I am going to try the greens one out later this week - will let you know!


----------



## MikkiD (Jun 23, 2009)

I will be leaving SA soon to join all of you in the land of opportunity and a good beauty salon is one of the first things I will be looking for. Staying in Dubai Marina for 6 months but would like to settle in Green Community, so any recommendations in the vicinity would be greatly appreciated.


----------



## bubble_boy (May 28, 2008)

My wife recommends the nail spa in Ibn Battuta, and tips and toes, they have various branches, but my wife uses the greens branch.


----------



## Trixiebell (Aug 22, 2009)

bubbles said:


> My wife recommends the nail spa in Ibn Battuta, and tips and toes, they have various branches, but my wife uses the greens branch.

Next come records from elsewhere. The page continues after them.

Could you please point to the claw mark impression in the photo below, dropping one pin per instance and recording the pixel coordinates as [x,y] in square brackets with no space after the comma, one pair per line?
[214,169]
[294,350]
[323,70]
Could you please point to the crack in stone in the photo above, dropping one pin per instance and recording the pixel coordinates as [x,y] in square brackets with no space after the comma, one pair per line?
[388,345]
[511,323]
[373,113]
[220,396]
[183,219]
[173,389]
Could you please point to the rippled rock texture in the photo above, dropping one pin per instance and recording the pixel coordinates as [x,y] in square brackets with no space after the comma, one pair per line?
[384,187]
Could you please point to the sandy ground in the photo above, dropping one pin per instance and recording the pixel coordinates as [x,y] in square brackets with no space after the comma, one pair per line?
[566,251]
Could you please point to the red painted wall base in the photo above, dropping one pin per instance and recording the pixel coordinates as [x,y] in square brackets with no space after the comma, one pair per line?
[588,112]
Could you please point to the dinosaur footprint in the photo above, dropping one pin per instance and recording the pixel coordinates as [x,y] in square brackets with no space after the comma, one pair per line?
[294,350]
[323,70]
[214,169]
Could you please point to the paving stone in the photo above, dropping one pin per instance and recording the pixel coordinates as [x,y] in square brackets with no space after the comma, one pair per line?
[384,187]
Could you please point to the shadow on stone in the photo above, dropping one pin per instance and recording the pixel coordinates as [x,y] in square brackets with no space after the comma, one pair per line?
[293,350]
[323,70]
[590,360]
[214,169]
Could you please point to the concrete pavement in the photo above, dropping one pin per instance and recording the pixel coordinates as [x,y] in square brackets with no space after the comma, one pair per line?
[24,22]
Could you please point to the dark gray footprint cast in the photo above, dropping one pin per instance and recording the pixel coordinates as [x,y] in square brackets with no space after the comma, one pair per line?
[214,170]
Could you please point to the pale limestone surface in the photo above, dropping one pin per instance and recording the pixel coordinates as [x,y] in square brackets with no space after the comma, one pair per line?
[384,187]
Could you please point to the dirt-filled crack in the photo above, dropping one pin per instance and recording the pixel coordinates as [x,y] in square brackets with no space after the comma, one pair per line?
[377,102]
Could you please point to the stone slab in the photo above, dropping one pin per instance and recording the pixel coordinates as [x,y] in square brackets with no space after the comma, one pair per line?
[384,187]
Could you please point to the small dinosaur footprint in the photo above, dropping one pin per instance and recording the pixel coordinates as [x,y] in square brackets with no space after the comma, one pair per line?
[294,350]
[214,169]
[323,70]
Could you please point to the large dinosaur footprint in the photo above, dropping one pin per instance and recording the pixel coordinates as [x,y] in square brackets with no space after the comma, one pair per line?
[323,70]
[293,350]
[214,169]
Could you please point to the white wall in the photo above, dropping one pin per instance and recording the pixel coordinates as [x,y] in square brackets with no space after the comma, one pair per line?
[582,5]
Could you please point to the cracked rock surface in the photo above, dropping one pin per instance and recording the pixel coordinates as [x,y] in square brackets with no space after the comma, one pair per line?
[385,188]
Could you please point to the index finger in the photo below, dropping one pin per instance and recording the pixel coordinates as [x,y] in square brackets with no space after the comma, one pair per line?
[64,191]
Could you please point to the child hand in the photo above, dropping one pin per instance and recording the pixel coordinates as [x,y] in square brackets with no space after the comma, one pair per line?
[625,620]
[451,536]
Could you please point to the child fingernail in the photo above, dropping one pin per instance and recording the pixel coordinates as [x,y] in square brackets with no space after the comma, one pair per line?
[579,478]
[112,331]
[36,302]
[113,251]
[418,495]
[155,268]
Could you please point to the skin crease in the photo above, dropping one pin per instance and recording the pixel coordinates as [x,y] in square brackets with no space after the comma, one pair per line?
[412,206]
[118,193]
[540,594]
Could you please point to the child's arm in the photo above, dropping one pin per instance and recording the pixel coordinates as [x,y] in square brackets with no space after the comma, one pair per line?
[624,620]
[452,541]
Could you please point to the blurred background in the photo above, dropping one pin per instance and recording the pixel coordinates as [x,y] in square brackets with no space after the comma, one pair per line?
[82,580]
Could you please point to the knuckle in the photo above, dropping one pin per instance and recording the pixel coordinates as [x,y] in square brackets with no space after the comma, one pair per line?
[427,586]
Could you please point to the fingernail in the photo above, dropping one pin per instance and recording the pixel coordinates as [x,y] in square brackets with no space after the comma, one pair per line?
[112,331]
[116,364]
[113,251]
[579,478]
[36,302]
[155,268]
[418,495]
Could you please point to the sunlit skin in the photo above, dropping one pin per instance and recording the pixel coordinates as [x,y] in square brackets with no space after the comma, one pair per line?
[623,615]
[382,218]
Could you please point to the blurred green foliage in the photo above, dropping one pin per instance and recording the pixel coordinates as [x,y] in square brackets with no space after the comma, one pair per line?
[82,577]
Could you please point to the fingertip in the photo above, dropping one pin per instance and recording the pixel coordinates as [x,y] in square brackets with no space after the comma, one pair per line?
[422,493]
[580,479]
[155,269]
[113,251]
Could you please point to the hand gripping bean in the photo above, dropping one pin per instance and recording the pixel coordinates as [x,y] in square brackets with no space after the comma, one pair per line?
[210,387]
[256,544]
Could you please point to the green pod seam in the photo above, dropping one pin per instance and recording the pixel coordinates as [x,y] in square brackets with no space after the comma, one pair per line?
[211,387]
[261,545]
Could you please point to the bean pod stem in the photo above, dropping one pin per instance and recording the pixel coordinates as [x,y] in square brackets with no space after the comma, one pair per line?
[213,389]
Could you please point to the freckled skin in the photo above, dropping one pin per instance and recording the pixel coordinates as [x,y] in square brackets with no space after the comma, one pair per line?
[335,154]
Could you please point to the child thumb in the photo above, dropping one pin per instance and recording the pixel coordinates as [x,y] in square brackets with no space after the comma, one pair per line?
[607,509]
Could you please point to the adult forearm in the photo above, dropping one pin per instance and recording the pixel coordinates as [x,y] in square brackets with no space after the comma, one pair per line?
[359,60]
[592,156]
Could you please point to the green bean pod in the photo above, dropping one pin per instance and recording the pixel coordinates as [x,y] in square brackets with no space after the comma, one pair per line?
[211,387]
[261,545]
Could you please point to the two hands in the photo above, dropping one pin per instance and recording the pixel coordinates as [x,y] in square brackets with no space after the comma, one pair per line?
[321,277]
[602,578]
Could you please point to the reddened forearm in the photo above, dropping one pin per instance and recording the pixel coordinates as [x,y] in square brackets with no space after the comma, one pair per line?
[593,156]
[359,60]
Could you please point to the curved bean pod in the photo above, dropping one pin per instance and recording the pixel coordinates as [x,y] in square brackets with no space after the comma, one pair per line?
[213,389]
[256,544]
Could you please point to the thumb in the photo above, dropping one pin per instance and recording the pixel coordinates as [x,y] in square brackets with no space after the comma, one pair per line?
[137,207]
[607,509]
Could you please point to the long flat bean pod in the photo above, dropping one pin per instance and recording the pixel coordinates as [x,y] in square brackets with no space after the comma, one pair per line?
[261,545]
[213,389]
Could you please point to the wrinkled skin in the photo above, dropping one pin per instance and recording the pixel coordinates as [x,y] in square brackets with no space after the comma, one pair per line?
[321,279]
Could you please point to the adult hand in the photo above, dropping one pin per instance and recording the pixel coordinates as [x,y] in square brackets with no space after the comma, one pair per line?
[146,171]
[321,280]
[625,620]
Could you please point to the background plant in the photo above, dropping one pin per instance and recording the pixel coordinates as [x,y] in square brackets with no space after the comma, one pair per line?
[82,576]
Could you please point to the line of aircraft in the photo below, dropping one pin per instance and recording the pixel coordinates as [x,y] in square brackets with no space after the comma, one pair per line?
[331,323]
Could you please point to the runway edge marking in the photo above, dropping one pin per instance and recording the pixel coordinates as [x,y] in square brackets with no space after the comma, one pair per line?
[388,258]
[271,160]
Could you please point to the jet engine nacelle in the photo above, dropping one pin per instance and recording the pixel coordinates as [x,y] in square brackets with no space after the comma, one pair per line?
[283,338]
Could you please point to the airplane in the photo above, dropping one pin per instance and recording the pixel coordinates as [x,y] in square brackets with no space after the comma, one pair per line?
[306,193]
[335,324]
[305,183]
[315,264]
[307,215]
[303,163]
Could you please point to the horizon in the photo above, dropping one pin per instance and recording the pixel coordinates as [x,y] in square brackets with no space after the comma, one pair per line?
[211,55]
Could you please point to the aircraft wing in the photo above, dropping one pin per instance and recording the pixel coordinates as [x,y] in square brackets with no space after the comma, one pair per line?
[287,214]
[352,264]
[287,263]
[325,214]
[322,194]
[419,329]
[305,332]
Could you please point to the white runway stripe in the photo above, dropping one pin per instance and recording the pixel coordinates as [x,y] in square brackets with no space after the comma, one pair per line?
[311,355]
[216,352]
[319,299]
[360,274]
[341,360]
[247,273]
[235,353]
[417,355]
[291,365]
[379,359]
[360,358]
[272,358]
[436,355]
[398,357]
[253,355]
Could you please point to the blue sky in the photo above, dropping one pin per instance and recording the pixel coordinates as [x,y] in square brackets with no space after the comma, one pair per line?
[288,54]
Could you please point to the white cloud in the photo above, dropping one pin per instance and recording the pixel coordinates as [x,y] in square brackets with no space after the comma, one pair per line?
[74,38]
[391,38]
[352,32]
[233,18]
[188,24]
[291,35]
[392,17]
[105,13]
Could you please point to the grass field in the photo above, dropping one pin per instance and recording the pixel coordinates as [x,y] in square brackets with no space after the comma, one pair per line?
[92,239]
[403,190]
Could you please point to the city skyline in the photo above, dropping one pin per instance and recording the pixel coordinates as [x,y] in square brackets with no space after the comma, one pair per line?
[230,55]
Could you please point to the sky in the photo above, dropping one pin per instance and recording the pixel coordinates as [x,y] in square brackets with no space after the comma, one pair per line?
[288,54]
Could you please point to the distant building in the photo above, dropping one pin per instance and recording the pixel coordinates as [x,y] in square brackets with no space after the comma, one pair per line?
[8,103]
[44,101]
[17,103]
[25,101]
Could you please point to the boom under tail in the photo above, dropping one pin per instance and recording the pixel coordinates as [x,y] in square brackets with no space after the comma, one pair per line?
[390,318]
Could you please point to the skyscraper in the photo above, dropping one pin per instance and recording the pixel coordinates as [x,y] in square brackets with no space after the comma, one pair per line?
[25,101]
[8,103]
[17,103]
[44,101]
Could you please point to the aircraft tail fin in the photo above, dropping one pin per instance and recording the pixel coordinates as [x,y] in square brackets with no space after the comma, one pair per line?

Good to know, I've just landed and haven't got around to thinking about waxing yet!

I'll give it a go.

Thanks


----------



## Redhead77 (Aug 20, 2009)

1. CURE salon in BBC World bldg Dubai Media City, 5 minutes from Marina. Clean and reasonable price. Highly recommended for facials (with Lydia), waxing (with Julie) manicures and pedicures. All the girls are awesome! 
2. GLOW salon in Springs, big Spinneys. Good price, clean and not too painful. 
3. Lilly Pond, Dubai Marina, JBR Murjan 1, P Level. Very reasonable price and my friend says they are OK.


----------



## Yoga girl (Oct 19, 2008)

HI everyone

I see someone beat me to the question.
Can you also give an indication of what is a "reasonable price" for waxing around here?


----------



## Redhead77 (Aug 20, 2009)

Yoga girl said:


> HI everyone
> 
> I see someone beat me to the question.
> Can you also give an indication of what is a "reasonable price" for waxing around here?


Brazilian: 80-90 Dhs
Bikini Line: 40-50 dhs
Half Leg: 60-80 Dhs
Full Leg: 80-100 Dhs
Full Body: 240-270 Dhs

It all depends how "fancy" the salon/spa is.


----------



## Trixiebell (Aug 22, 2009)

Redhead77 said:


> 1. CURE salon in BBC World bldg Dubai Media City, 5 minutes from Marina. Clean and reasonable price. Highly recommended for facials (with Lydia), waxing (with Julie) manicures and pedicures. All the girls are awesome!
> 2. GLOW salon in Springs, big Spinneys. Good price, clean and not too painful.
> 3. Lilly Pond, Dubai Marina, JBR Murjan 1, P Level. Very reasonable price and my friend says they are OK.


Thanks Redhead77! - Julie at Cure is a superstar! Felt very at ease and not too painful!


----------